A book that challenges the word "powerful" and obliterates it
Written in searing prose, this is the story of two boys: Erik, who performs miracles, and Thorn, who hears voices. The book chronicles their lives as their minds devolve into hallucinations, and shows the way their worlds intersect, culminating in a final stand-off.
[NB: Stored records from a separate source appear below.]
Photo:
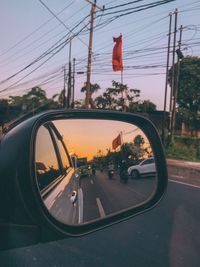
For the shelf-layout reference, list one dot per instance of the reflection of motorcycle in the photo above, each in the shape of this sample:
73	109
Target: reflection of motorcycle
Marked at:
124	177
110	174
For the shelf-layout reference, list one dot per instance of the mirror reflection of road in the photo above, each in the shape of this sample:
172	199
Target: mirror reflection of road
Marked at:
103	196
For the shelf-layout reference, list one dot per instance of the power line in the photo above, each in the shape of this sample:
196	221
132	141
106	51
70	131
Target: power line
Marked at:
60	20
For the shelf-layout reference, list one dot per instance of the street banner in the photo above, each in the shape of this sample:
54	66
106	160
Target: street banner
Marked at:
116	142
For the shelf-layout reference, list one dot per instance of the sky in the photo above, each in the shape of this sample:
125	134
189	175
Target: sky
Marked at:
28	30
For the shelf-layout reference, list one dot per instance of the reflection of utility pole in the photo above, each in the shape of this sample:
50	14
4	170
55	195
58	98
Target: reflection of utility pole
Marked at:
166	81
88	83
172	94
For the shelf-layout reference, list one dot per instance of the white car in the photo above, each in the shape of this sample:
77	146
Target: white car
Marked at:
146	167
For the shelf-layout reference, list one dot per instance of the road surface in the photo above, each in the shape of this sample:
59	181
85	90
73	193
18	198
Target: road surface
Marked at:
166	236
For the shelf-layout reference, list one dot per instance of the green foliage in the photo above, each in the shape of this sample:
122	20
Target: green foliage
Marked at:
113	97
185	148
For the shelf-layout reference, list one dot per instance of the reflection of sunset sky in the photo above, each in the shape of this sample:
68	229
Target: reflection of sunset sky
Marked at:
86	137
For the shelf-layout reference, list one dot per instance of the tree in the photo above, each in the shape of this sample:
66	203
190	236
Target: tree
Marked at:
93	89
113	98
188	98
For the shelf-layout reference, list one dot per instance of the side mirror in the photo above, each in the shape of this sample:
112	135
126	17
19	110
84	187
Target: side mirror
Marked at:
89	169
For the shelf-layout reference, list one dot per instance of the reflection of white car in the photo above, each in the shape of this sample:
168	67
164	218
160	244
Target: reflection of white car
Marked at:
73	197
146	167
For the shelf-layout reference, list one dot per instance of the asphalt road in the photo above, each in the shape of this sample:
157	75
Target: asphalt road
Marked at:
168	235
103	196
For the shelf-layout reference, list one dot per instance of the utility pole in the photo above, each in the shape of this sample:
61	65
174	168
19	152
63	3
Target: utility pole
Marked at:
166	81
69	85
73	82
89	64
172	93
176	83
64	89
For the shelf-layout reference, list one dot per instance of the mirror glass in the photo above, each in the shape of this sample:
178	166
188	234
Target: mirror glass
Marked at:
87	169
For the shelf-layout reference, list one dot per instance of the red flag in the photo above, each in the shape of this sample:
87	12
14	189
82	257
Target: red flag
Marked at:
117	54
116	142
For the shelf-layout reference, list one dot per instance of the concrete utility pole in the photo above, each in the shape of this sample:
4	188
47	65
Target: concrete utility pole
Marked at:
176	81
73	82
172	93
89	64
166	80
69	85
64	89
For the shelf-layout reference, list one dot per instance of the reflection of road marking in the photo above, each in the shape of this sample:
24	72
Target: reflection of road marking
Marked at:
178	182
80	205
58	212
101	210
136	192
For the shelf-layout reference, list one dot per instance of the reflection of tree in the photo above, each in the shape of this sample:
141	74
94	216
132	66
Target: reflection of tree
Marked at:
133	153
45	176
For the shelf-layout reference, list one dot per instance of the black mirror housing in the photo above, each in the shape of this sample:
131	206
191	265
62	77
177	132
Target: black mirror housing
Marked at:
24	220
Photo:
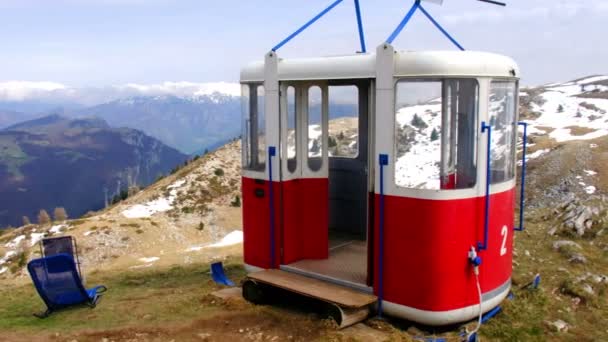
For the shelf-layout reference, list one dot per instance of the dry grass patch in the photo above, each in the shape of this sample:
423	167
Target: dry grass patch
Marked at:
579	131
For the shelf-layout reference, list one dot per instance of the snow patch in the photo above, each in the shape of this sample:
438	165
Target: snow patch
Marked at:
15	242
534	155
149	260
232	238
156	206
57	228
7	256
35	237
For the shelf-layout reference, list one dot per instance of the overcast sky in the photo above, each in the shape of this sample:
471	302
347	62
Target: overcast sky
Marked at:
107	42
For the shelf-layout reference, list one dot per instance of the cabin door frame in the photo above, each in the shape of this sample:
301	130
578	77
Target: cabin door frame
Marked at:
304	189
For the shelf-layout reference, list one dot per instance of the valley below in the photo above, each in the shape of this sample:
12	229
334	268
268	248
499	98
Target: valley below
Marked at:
153	249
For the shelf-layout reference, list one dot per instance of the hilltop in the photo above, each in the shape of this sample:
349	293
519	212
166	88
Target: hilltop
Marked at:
153	249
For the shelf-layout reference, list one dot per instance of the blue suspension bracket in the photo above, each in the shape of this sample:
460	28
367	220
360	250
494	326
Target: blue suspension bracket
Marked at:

This debut novel offer a raw, insightful look at the forces that compel us to act against our will. Even more so, it captivates and dares us to look away, knowing full well we can't.
Praise for FELL OF DARK:
* "Downes brilliantly plays with language and metaphor, and explores the dualities of sanity/insanity, beauty/ugliness, voice/voicelessness in a chilling echo of real incidents of school violence. A stunning debut novel that offers sophisticated readers a glimpse into the psychological disintegration of two distinct characters."--Kirkus Reviews *STARRED*
* "For many readers, this will be an impersonal but impressive work of literary art. But for some, serendipity will strike, whether in an image or in a confused, despairing reaction to an incomprehensible world, and Downes’s vision will connect into an epiphany."--Publishers Weekly *STARRED*
* "Readers willing to sink into the depths of two unstrung teens and their frantic individual struggles to understand the cruelties and redemptions of the universe will be rewarded by this disarming, thought-provoking, and entrancing story."--Booklist *STARRED*
"Readers who are up for a literary challenge will find this dual narrative provocative, beautiful, and deeply sad."--BCCB
“Here is a book built of darkness and gleam, of raw emotion and shattering poetry, of harrowing compulsions and zero compromise. Patrick Downes possesses blazing, beautiful, terrifying talent. His characters walk the shadows. His language bursts like sky.”—Beth Kephart, National Book Award nominee and author of Small Damages
“Luminous and pure. A masterwork of astonishing authority and beauty.”—Julie Berry, author of All the Truth That’s In Me
It's difficult to say who Downes is speaking to in his debut novel, except that it's not a conventional YA audience. There is no plot, and the characters, distorted by madness, never fully unfold, enacting their destruction without discovering who they are. They are knowable only through the eloquent lens of their illness. Two boys, Erik and Thorn, pass through adolescence in parallel, equally though differently scarred by loss Erik of his father and Thorn of his sister. Obsessed by his beautiful mother and by his imaginary wife-to-come, Erik wraps himself in silence, denial, and Catholic symbolism. Thorn, who seems to visualize himself as something between a cave bear and John the Baptist, is increasingly possessed by violence. Downes's gorgeous prose delineates their moment-by-moment interior states, making few concessions to the consensual definition of reality. For many readers, this will be an impersonal but impressive work of literary art. But for some, serendipity will strike, whether in an image or in a confused, despairing reaction to an incomprehensible world, and Downes's vision will connect into an epiphany. Ages 14 up.